Todas las personas sobrevivieron al evento y un año después todos se encontraban vivos. El análisis de los pacientes indicó que el 95% eran mujeres y la edad promedio era de 71 años. Además, uno de cada tres tomaba pastillas contra algún mal cardíaco previo.

¿Qué sigue?

Los científicos son conscientes de que el número de personas con "síndrome del corazón feliz" en el estudio es muy pequeño como para determinar de forma certera todas las características de esta condición.

Es por esto que continuarán reclutando más centros médicos que se sumen a la investigación para así analizar a mayor profundidad las características, similitudes y diferencias entre las variantes "corazón roto" y "corazón feliz" del síndrome de takotsubo.

También buscan determinar cuál es el rol de las emociones en la salud cardíaca.

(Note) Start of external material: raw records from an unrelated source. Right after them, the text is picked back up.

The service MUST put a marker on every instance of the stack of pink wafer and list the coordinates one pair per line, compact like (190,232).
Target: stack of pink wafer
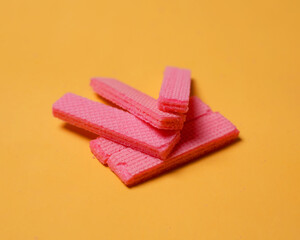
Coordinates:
(147,137)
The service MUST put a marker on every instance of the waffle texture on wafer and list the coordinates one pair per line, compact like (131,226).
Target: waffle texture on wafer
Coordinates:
(204,131)
(175,90)
(116,125)
(139,104)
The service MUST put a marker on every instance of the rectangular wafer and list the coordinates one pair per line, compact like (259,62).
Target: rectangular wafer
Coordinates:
(139,104)
(116,125)
(201,134)
(175,90)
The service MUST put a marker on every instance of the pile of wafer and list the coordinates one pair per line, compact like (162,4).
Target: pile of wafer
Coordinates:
(145,137)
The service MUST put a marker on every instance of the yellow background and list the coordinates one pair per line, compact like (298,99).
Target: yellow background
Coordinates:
(244,57)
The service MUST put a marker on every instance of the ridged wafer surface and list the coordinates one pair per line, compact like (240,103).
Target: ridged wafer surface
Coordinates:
(203,133)
(115,124)
(175,90)
(139,104)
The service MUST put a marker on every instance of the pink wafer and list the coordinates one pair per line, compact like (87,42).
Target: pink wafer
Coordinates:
(175,90)
(103,148)
(200,135)
(137,103)
(115,124)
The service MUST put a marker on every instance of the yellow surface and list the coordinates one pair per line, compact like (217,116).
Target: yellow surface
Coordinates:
(244,57)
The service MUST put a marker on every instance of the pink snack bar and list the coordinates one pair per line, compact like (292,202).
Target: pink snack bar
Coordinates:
(137,103)
(103,148)
(175,90)
(116,125)
(201,134)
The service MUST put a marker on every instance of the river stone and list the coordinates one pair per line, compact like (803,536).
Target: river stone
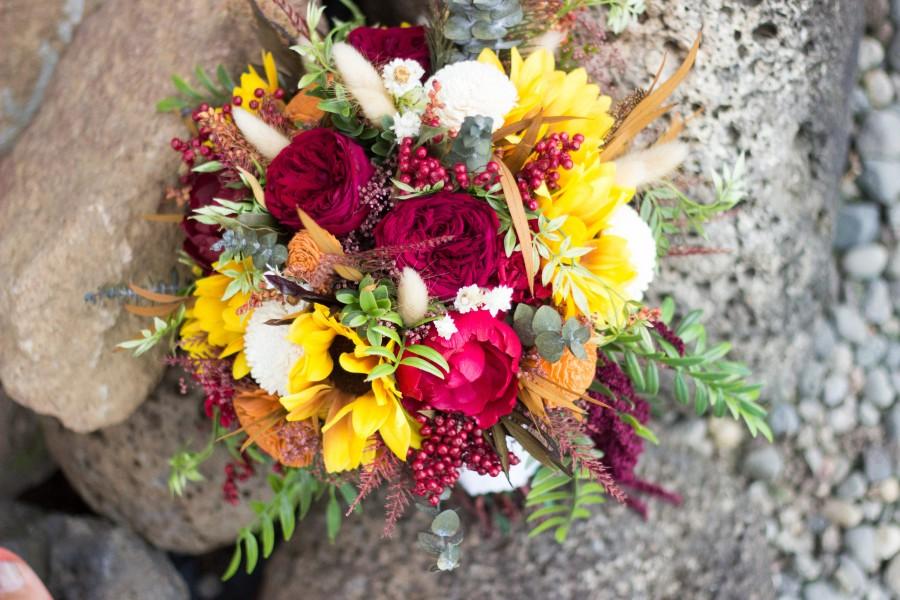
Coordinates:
(122,473)
(74,190)
(84,557)
(711,547)
(24,461)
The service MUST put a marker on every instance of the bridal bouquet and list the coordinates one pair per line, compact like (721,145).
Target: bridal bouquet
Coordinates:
(418,259)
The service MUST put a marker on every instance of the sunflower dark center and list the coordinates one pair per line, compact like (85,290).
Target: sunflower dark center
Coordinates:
(351,383)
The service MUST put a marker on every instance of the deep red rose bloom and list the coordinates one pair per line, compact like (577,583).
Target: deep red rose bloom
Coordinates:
(321,171)
(381,45)
(472,255)
(199,238)
(484,356)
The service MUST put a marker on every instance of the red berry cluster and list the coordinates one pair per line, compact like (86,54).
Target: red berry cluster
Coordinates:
(552,155)
(235,471)
(416,168)
(450,441)
(260,94)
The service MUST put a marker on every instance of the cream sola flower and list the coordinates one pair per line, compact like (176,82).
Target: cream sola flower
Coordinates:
(470,89)
(270,353)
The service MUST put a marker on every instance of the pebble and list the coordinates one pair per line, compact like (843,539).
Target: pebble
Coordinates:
(871,53)
(877,138)
(842,513)
(837,387)
(879,390)
(879,88)
(850,324)
(763,463)
(879,180)
(877,463)
(783,419)
(860,543)
(867,261)
(850,575)
(877,305)
(853,487)
(857,223)
(892,575)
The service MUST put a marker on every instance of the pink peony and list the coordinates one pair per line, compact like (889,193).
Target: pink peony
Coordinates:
(484,356)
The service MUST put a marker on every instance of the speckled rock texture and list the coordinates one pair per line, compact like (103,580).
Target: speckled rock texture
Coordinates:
(80,557)
(23,457)
(122,473)
(712,547)
(773,79)
(74,189)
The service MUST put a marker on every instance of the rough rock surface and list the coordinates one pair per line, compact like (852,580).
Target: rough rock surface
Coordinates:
(122,473)
(34,36)
(74,189)
(773,80)
(712,547)
(23,457)
(83,557)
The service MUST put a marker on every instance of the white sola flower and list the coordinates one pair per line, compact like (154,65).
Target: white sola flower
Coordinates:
(406,125)
(402,75)
(519,475)
(470,89)
(626,223)
(269,353)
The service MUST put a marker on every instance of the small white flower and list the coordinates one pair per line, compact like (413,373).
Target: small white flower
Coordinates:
(498,299)
(445,327)
(468,299)
(407,125)
(402,75)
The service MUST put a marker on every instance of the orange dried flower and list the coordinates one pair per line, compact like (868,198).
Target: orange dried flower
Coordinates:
(262,417)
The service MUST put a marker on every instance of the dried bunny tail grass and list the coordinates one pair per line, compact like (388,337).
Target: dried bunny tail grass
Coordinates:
(265,138)
(412,296)
(363,82)
(647,166)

De momento, el reporte señala que estudios anteriores hechos con imágenes de resonancia magnética han revelado que, tanto en las emociones negativas como en las positivas activan áreas cerebrales como los lóbulos temporales, la amígdala y el hipocampo.

El hecho de que el "síndrome del corazón feliz" sea mucho menos frecuente que el "síndrome del corazón roto" puede indicar que tal vez se necesite un estímulo emocional mayor; es decir, que para generar el mismo daño al músculo cardíaco causado por una mala noticia, la buena noticia deba ser aún mucho más inesperada, impactante o buena.

Los investigadores tampoco descartan que esto pueda deberse a que hay personas que son más propensas a que las emociones dañen su corazón. Sin embargo, aún no se tienen datos suficientes para saber si los 20 pacientes de "síndrome de corazón feliz" se podrían ver afectados por el "síndrome de corazón roto".

Estas hipótesis deberán probarse en las siguientes fases de la investigación.